Karakteristik yang paling menonjol
dari khalaf adalah penakwilan terhadap sifat-sifat Tuhan yang serupa dengan
mahluk pada pengertian yang sesuai dengan ketinggian dan kesucian-Nya.
Adapun ungkapan Ahlussunnah (sering
disebut Sunni) dapat dibedakan menjadi dua pengertian yaitu umum dan khusus.

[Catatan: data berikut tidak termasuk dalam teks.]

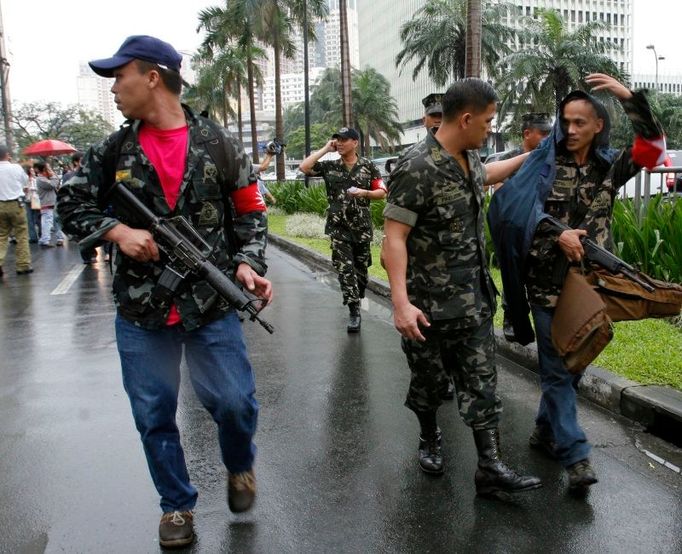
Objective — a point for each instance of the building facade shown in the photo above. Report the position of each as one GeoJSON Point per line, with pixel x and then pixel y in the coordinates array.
{"type": "Point", "coordinates": [379, 49]}
{"type": "Point", "coordinates": [94, 94]}
{"type": "Point", "coordinates": [667, 84]}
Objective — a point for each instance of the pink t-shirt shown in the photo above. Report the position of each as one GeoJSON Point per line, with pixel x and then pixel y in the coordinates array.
{"type": "Point", "coordinates": [167, 151]}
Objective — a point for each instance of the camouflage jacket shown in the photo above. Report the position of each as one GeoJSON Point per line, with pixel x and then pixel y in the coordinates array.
{"type": "Point", "coordinates": [447, 277]}
{"type": "Point", "coordinates": [348, 218]}
{"type": "Point", "coordinates": [582, 197]}
{"type": "Point", "coordinates": [201, 201]}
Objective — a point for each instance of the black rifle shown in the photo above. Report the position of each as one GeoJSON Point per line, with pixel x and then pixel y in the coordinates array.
{"type": "Point", "coordinates": [603, 258]}
{"type": "Point", "coordinates": [187, 249]}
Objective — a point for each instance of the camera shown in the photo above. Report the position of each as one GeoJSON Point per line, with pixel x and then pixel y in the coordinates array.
{"type": "Point", "coordinates": [275, 147]}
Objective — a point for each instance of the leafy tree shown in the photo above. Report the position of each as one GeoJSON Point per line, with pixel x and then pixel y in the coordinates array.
{"type": "Point", "coordinates": [375, 111]}
{"type": "Point", "coordinates": [435, 38]}
{"type": "Point", "coordinates": [232, 28]}
{"type": "Point", "coordinates": [553, 62]}
{"type": "Point", "coordinates": [319, 135]}
{"type": "Point", "coordinates": [274, 22]}
{"type": "Point", "coordinates": [73, 124]}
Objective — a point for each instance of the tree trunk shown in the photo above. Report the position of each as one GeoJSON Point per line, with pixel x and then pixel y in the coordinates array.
{"type": "Point", "coordinates": [473, 40]}
{"type": "Point", "coordinates": [252, 111]}
{"type": "Point", "coordinates": [226, 106]}
{"type": "Point", "coordinates": [279, 119]}
{"type": "Point", "coordinates": [240, 122]}
{"type": "Point", "coordinates": [345, 66]}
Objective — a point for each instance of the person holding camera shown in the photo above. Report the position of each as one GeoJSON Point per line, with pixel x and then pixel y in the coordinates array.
{"type": "Point", "coordinates": [351, 183]}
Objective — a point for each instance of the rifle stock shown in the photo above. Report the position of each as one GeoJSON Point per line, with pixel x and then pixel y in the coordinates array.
{"type": "Point", "coordinates": [609, 261]}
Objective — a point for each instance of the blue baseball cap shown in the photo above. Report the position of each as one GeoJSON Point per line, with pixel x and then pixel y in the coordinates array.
{"type": "Point", "coordinates": [139, 47]}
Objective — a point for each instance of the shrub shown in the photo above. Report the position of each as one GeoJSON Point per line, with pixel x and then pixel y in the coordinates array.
{"type": "Point", "coordinates": [652, 239]}
{"type": "Point", "coordinates": [310, 226]}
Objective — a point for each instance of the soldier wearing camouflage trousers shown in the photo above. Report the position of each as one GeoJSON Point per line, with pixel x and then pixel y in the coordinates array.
{"type": "Point", "coordinates": [442, 293]}
{"type": "Point", "coordinates": [351, 183]}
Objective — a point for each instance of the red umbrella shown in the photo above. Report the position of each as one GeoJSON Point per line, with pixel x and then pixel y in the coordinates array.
{"type": "Point", "coordinates": [48, 147]}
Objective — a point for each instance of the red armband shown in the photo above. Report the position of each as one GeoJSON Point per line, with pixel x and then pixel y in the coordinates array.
{"type": "Point", "coordinates": [648, 152]}
{"type": "Point", "coordinates": [248, 199]}
{"type": "Point", "coordinates": [378, 184]}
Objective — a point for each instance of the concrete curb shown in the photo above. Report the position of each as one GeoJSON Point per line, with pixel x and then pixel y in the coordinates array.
{"type": "Point", "coordinates": [656, 407]}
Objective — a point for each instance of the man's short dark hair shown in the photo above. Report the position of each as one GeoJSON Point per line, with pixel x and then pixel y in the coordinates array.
{"type": "Point", "coordinates": [171, 79]}
{"type": "Point", "coordinates": [469, 94]}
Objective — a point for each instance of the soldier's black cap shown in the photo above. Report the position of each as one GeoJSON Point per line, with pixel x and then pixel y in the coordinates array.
{"type": "Point", "coordinates": [433, 103]}
{"type": "Point", "coordinates": [536, 120]}
{"type": "Point", "coordinates": [139, 47]}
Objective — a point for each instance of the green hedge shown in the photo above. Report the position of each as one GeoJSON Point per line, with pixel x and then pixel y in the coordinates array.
{"type": "Point", "coordinates": [650, 240]}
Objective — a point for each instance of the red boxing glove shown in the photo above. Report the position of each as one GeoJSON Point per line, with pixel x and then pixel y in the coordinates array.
{"type": "Point", "coordinates": [248, 199]}
{"type": "Point", "coordinates": [649, 153]}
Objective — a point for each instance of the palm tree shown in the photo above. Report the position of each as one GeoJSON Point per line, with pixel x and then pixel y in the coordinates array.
{"type": "Point", "coordinates": [436, 39]}
{"type": "Point", "coordinates": [273, 23]}
{"type": "Point", "coordinates": [234, 25]}
{"type": "Point", "coordinates": [375, 111]}
{"type": "Point", "coordinates": [553, 62]}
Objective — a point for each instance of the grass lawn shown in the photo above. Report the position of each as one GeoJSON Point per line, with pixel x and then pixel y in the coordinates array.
{"type": "Point", "coordinates": [648, 351]}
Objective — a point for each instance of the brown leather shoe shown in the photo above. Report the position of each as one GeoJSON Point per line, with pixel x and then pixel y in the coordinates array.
{"type": "Point", "coordinates": [176, 529]}
{"type": "Point", "coordinates": [241, 491]}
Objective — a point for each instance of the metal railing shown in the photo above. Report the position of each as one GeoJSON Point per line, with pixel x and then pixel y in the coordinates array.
{"type": "Point", "coordinates": [643, 189]}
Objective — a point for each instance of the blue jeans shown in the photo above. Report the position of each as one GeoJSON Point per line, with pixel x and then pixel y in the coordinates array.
{"type": "Point", "coordinates": [49, 226]}
{"type": "Point", "coordinates": [558, 415]}
{"type": "Point", "coordinates": [223, 380]}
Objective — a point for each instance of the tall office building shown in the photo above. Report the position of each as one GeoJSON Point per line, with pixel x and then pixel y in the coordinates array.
{"type": "Point", "coordinates": [379, 38]}
{"type": "Point", "coordinates": [94, 93]}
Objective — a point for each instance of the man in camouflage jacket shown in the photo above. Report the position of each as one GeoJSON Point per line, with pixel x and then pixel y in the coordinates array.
{"type": "Point", "coordinates": [164, 159]}
{"type": "Point", "coordinates": [442, 293]}
{"type": "Point", "coordinates": [587, 179]}
{"type": "Point", "coordinates": [351, 183]}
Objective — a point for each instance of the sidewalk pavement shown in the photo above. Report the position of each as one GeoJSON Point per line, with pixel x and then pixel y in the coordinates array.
{"type": "Point", "coordinates": [656, 407]}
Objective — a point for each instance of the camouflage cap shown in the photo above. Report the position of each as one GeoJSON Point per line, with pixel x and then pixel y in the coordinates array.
{"type": "Point", "coordinates": [536, 120]}
{"type": "Point", "coordinates": [433, 103]}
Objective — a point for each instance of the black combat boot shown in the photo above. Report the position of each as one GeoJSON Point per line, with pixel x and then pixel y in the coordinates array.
{"type": "Point", "coordinates": [581, 477]}
{"type": "Point", "coordinates": [430, 457]}
{"type": "Point", "coordinates": [449, 392]}
{"type": "Point", "coordinates": [355, 319]}
{"type": "Point", "coordinates": [493, 476]}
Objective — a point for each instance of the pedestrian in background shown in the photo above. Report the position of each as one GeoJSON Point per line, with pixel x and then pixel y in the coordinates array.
{"type": "Point", "coordinates": [442, 293]}
{"type": "Point", "coordinates": [13, 180]}
{"type": "Point", "coordinates": [32, 202]}
{"type": "Point", "coordinates": [47, 183]}
{"type": "Point", "coordinates": [351, 183]}
{"type": "Point", "coordinates": [176, 163]}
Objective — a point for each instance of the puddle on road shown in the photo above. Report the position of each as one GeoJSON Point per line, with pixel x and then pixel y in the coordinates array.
{"type": "Point", "coordinates": [659, 451]}
{"type": "Point", "coordinates": [372, 304]}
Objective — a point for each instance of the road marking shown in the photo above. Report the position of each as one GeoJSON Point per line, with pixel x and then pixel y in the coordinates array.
{"type": "Point", "coordinates": [70, 279]}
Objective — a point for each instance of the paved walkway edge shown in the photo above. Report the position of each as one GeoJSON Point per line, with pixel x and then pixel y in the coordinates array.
{"type": "Point", "coordinates": [656, 407]}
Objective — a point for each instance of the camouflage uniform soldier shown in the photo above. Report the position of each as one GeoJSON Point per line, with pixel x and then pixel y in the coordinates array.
{"type": "Point", "coordinates": [581, 196]}
{"type": "Point", "coordinates": [166, 159]}
{"type": "Point", "coordinates": [351, 183]}
{"type": "Point", "coordinates": [442, 293]}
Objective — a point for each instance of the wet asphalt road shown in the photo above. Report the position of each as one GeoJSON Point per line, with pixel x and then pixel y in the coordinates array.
{"type": "Point", "coordinates": [336, 462]}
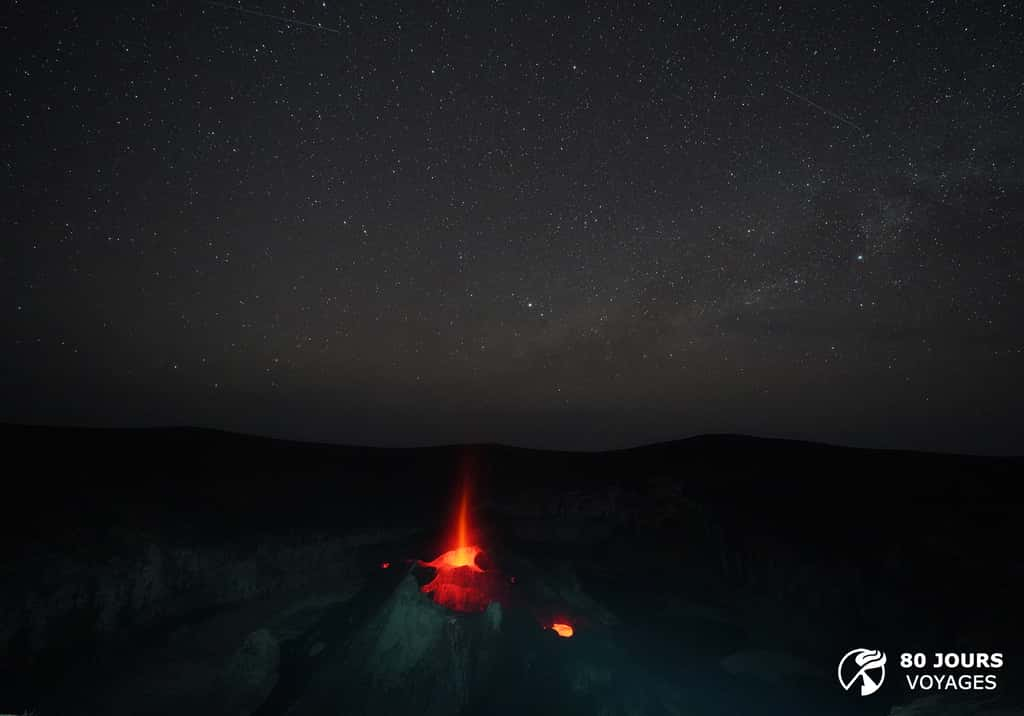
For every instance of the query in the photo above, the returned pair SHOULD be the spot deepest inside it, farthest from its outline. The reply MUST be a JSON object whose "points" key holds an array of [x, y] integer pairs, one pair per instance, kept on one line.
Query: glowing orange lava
{"points": [[460, 583], [563, 630]]}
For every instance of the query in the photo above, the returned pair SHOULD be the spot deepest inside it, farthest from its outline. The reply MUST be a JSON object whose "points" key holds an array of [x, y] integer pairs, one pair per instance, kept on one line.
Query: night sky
{"points": [[517, 222]]}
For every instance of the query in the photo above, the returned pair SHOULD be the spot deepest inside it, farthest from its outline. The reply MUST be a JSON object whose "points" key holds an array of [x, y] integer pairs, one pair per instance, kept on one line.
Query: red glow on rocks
{"points": [[563, 630], [460, 584]]}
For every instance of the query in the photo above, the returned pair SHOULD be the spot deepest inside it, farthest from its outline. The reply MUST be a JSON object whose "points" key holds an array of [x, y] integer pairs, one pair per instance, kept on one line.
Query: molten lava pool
{"points": [[461, 584]]}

Sunni dalam pengertian umum adalah lawan dari kelompok Syi’ah. Dalam pengertian
ini Mu’tazilah sebagaimana Asy’ariyyah masuk dalam barisan Sunni. Adapun Sunni
dalam pengertian khusus adalah madzhab yang berada dalam barisan Asy’ariyyah
dan Maturidiyah, dua aliran yang menentang ajaran-ajaran Mu’tazilah. Dalam
hubungan ini Harun Nasution dengan meminjam keterangan Tasy Kubra Zadah menjelaskan
bahwa aliran Ahlusunnah muncul atas keberanian dan usaha Abu Hasan al-Asy’ari
sekitar tahun 300 H.
TOKOH-TOKOH ALIRAN SALAF DAN KHALAF
1.
Aliran Salaf
a.
Imam Ahmad bin Hambal
Imam
ahmad bin hambal lahir di Baghdad pada 780 M dan berasal dari keturunan Arab.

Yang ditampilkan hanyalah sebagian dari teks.